Section 2: Make a tweet for a given scenario

Protect your #OnlinePrivacy: What Hackers Don’t Want You to Know – 14 lessons that will pay off by attending “How to Protect Your Online Privacy” – @ Computer Lab, Central Library Saturday, October 28, 2017 2-3pm. #learnmore please retweet. Register at: LINK.

This tweet – 254 characters – fits most of the suggestions for headlines, clickbait, and tweets. It starts with a hashtag and a ‘grab’ – Online Privacy, so readers will know what the tweet is about. It starts with an action verb, uses capital letters at the start of each sentence, respects punctuation rules, and has 2 hashtags and a link. Given that the tweet comes from the Lexington Public Library, the sender is known. It has all the logistics described and a ‘click-bait’ item in the title, “What hackers don’t want you to know – 14 lessons”. It also makes use of a number – 14 – to help drive engagement. Lastly, it has an image that makes it clear – Online Privacy is the topic.

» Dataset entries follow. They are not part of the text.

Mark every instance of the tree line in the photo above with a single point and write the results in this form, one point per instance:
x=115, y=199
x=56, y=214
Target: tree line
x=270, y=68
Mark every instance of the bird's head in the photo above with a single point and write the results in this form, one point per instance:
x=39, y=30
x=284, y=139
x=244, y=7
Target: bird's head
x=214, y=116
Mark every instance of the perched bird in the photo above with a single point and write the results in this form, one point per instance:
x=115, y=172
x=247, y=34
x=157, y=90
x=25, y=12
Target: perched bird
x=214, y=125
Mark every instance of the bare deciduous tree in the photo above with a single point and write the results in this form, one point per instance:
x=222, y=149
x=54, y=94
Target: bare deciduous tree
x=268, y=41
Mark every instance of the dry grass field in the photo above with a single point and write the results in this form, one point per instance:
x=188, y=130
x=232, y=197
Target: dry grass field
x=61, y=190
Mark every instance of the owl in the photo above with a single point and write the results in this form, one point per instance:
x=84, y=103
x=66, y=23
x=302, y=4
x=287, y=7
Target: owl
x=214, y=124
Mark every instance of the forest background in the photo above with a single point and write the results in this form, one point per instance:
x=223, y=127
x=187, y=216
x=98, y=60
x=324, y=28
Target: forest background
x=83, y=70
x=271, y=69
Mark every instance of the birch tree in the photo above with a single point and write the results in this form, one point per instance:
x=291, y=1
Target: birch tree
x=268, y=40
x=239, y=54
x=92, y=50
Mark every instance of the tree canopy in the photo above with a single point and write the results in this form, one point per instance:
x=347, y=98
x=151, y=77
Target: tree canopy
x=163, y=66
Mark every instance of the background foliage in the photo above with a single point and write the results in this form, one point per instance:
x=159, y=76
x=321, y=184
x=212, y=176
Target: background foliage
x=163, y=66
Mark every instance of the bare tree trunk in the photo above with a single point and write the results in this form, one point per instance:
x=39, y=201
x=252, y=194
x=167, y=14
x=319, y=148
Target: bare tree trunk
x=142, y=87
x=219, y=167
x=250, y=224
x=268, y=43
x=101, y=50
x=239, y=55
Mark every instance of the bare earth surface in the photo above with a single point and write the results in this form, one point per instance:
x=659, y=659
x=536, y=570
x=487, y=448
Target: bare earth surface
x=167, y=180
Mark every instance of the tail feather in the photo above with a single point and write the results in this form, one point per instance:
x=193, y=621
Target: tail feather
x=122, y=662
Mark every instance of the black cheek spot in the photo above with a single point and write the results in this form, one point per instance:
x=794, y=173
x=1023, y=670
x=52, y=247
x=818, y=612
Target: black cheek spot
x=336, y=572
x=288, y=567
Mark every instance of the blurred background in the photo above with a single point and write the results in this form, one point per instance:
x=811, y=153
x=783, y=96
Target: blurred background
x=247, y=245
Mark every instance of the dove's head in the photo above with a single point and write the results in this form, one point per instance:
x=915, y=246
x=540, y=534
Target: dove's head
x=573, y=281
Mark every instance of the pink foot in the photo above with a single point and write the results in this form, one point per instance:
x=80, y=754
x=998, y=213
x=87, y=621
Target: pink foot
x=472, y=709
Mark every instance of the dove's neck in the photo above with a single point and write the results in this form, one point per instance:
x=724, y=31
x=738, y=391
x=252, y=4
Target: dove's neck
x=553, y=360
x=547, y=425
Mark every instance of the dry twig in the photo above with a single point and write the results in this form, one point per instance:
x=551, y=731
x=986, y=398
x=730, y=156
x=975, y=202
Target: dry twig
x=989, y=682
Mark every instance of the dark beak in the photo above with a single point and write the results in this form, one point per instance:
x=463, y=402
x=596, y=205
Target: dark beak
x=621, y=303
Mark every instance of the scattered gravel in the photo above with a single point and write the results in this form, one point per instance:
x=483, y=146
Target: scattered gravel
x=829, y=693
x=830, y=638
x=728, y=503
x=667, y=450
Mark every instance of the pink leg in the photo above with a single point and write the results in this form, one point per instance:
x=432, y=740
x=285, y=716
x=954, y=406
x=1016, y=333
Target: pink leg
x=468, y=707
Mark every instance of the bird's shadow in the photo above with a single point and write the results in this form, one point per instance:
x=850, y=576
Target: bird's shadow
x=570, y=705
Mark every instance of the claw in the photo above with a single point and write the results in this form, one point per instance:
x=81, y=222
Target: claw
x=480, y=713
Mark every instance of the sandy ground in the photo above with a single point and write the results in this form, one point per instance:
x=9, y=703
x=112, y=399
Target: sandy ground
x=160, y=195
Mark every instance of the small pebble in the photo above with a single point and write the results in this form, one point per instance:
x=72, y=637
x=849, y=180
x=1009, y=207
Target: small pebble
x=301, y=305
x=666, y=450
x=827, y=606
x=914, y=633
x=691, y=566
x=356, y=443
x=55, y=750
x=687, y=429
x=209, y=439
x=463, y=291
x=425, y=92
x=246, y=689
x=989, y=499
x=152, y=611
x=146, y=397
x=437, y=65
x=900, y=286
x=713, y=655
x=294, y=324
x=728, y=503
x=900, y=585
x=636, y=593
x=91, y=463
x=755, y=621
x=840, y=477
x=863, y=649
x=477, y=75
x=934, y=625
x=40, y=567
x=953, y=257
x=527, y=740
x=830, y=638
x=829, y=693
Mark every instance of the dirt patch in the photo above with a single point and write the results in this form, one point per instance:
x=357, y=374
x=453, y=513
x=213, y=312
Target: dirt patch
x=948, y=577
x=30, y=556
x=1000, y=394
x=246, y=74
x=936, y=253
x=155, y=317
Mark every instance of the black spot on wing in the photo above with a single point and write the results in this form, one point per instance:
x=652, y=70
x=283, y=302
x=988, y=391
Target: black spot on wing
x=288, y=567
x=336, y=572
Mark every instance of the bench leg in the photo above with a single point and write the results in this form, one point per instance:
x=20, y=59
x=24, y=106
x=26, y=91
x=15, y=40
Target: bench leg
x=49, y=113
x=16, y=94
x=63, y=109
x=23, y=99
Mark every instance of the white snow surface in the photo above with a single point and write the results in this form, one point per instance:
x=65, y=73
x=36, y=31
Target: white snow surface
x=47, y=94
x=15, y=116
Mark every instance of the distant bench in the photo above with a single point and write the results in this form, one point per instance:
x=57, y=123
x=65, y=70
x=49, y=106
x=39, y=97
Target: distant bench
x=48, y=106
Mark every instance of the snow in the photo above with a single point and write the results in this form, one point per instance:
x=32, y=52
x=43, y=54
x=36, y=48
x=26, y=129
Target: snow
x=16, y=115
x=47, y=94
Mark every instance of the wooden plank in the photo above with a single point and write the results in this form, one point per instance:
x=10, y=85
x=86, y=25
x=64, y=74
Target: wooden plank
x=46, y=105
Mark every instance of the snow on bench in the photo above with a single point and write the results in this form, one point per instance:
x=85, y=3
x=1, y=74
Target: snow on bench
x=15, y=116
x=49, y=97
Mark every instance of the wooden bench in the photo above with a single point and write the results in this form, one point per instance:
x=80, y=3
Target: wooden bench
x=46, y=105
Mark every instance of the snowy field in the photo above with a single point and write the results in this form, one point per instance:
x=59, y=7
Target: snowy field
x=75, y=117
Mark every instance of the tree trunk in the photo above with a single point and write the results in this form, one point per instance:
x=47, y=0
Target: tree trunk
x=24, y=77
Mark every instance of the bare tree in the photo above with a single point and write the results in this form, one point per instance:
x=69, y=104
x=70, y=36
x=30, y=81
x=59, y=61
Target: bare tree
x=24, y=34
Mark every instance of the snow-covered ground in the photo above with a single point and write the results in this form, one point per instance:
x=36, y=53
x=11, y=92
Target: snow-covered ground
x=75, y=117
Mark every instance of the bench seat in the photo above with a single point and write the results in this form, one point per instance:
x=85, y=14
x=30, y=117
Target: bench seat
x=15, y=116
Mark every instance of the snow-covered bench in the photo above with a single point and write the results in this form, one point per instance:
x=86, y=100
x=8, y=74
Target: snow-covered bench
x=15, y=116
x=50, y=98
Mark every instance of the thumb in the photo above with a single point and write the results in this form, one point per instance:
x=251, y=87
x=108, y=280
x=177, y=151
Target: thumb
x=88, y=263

As a rubric for evaluation, let us examine several key aspects:

  • Clarity – the graphic and the leading hashtag clearly define what the workshop is about. The audience is general, so the phrasing is intended to catch everyone’s attention.
  • Attention-catching – the image is likely the most attention catching aspect of the tweet. That the graphic matches the hashtag only helps with the engagement. It asks for a retweet so even if this is not of interest to the reader, they likely know the importance and may pass this onwards.
  • Human-touch – Does it feel human? I certainly hope so. It uses typical but proven click-bait techniques to drive engagement.
  • Go-further – by asking for a RT, we drive the likelihood up by 23x. Hopefully this will spread the word about this important topic and workshop.
  • Overall Effectiveness – As this meets just about all of the criteria for a successful tweet and usage of social media, yes, I believe it will be effective.